Yes I got a few giggles out of that one too!
In what ways have you tried to get your loved one into treatment?
I truly believe that addicts are so filled with shame that they need others to believe in them when they can’t believe in themselves. That doesn’t mean to condone the addiction or the behavior that goes with it. It means to remind them of who you believe they are when they are not addicted to a substance and remind them that you love them. . This may be difficult to do if it’s been a while since you’ve seen the addict clean but I believe this is so important to them and the potential for them to want to make a change.
This doesn’t mean they will change, but it can definitely be a part of the motivation to do so.
If you have it in you, it’s worth the effort.
I can attest that it’s worth it after having gone through it with our son. We didn’t cause the change but we sure have a great relationship with him now that he’s sober because we loved him through it. But, I have to say, we didn’t face abusive behavior either. Every situation is so different and we all do our best with the cards we are dealt.
My heart goes out to all families struggling and hurting. Prayers for all!
Hi @Sara3. It’s true- if the person doesn’t want to change, there won’t be a change. It’s also true that sometimes we have to help a person believe they are “worth it,” as this world gets a lot of people down so low they lose sight of themselves.
Thank you for sharing your hopeful and triumphant story. My son is sober currently as well and I am so grateful and he is coming around, starting to realize how much it all matters. You never know what day will be the day when your person looks around and decides he’s really going to do things differently.
I’ve been having the worst time trying to get my boyfriend back in rehab since last October, today I decided to leave him alone, my struggle for my own sanity and health has to come first. I just want to take care of myself again because crying, begging, screaming doesn’t work, I just pray for him and realize it’s not my battle, I let God help him, I don’t have that kind of power. 7 years of pain and lies, it’s too much on me… Rehab on n off, using on n off, it’s heart breaking but I need my strength back.

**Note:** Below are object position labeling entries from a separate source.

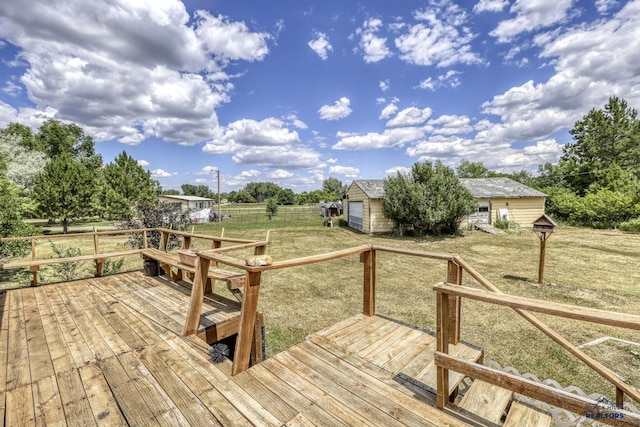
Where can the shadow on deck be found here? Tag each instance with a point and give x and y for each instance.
(109, 351)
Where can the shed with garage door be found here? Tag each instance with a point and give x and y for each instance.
(362, 206)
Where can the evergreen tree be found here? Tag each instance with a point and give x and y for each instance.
(23, 164)
(606, 137)
(272, 207)
(11, 223)
(56, 138)
(124, 185)
(64, 189)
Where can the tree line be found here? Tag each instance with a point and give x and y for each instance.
(56, 174)
(595, 183)
(260, 192)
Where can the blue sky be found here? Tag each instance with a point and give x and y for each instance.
(297, 91)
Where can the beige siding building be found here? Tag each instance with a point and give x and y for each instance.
(497, 198)
(504, 198)
(363, 207)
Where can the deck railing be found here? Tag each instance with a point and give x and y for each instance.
(524, 307)
(34, 262)
(449, 297)
(367, 255)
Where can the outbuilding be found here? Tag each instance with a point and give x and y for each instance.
(504, 199)
(498, 198)
(363, 207)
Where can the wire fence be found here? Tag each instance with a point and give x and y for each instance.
(301, 215)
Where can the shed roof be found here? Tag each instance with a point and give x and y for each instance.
(186, 198)
(373, 188)
(486, 188)
(480, 188)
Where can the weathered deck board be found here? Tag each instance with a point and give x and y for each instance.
(487, 401)
(524, 416)
(47, 407)
(58, 350)
(98, 352)
(39, 360)
(18, 373)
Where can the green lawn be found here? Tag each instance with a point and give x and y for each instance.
(591, 268)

@EMast So beautifully said and 100% agree! Thank you for sharing your words of wisdom and hope with the community. That’s so awesome that you were able to support your son with love and compassion through addiction and recovery, and come out on the other side with a stronger relationship. It’s definitely a long, hard road and but it’s possible, and like you said, so totally worth it!

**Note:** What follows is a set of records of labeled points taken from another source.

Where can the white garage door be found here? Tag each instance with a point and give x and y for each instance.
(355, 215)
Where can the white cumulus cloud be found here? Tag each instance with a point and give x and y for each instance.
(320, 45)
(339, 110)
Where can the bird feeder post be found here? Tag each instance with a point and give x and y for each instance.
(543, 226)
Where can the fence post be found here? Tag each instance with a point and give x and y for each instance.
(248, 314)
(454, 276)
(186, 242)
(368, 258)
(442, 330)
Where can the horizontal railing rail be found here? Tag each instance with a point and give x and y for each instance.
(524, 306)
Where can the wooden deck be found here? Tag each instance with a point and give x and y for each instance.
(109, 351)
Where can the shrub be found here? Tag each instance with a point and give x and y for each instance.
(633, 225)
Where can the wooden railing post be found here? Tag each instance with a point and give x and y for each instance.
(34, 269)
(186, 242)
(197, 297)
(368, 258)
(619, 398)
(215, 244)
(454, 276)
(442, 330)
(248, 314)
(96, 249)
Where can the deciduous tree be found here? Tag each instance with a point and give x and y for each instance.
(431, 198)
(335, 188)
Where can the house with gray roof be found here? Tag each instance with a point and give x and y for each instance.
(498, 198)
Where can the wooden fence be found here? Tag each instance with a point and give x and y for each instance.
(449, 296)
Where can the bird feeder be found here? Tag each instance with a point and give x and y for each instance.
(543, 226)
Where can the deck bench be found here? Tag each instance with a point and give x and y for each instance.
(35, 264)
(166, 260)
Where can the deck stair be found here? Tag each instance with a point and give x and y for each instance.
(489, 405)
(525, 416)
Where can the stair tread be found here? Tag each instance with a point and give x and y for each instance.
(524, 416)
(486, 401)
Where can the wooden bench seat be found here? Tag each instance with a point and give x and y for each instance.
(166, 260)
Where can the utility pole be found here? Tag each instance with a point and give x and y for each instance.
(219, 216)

@Jacqui Thank you for asking! He is looking into different options for treatment and counseling and he actually talked about it openly without me asking anything. I don’t know a lot of details though but I hope he’ll make some steps forward soon. On the other hand I’ve been going to Al Anon meetings once a week, which is really helpful but I haven’t felt comfortable yet to share my story with them. This community has been a huge support for me as well! I get to read everyone’s experiences and write down my thoughts and feelings. I find that very helpful because I get to hear other people’s perspective and also motivates me to analyze my own actions.
I told my husband he has to find someplace that’s inspirational. My friend shared how her son chose his treatment program. That registers with me because the things I enjoy are because I love them in my heart, not because my head says it’s right. So urge them to let their heart decide where to go. My husband read a story about a rabbi who went to a place in San Diego. And my husband did all the leg work to go there and stayed 30 days. That said, it was his 4th time in rehab (and all the previous times results in horrible outcomes including calling the police and him sitting out in the cold for 2 hrs and me driving to get him in the middle of the night).
@Letty14 good for you to take care of yourself, and work on the things that you can do to improve your life. Then, he is free to decide to change with his own timing, or not. But you have a great influence on him and you never know what day will be the day when your person looks around and decides he’s really going to do things differently, just like I said to @EMast. Peace. Keep on keeping on.
@Sara3 - thanks for the contribution. My son also chose his treatment program. I wrote the check. He did the work. We interviewed a number of places. Fortunately, I live in Southern California so there are plenty of centers within driving distance - some sounded ok on the website, but were greasy when we got there (greasy as in greedy) for the interview. We had an instant vibe with the treatment center where my son went.
@Sara3 Wow, that’s amazing that he put in the effort to find a place that was right for him. How did his 30-day stay go? And what did you do during that time?
I got a good laugh out of it myself!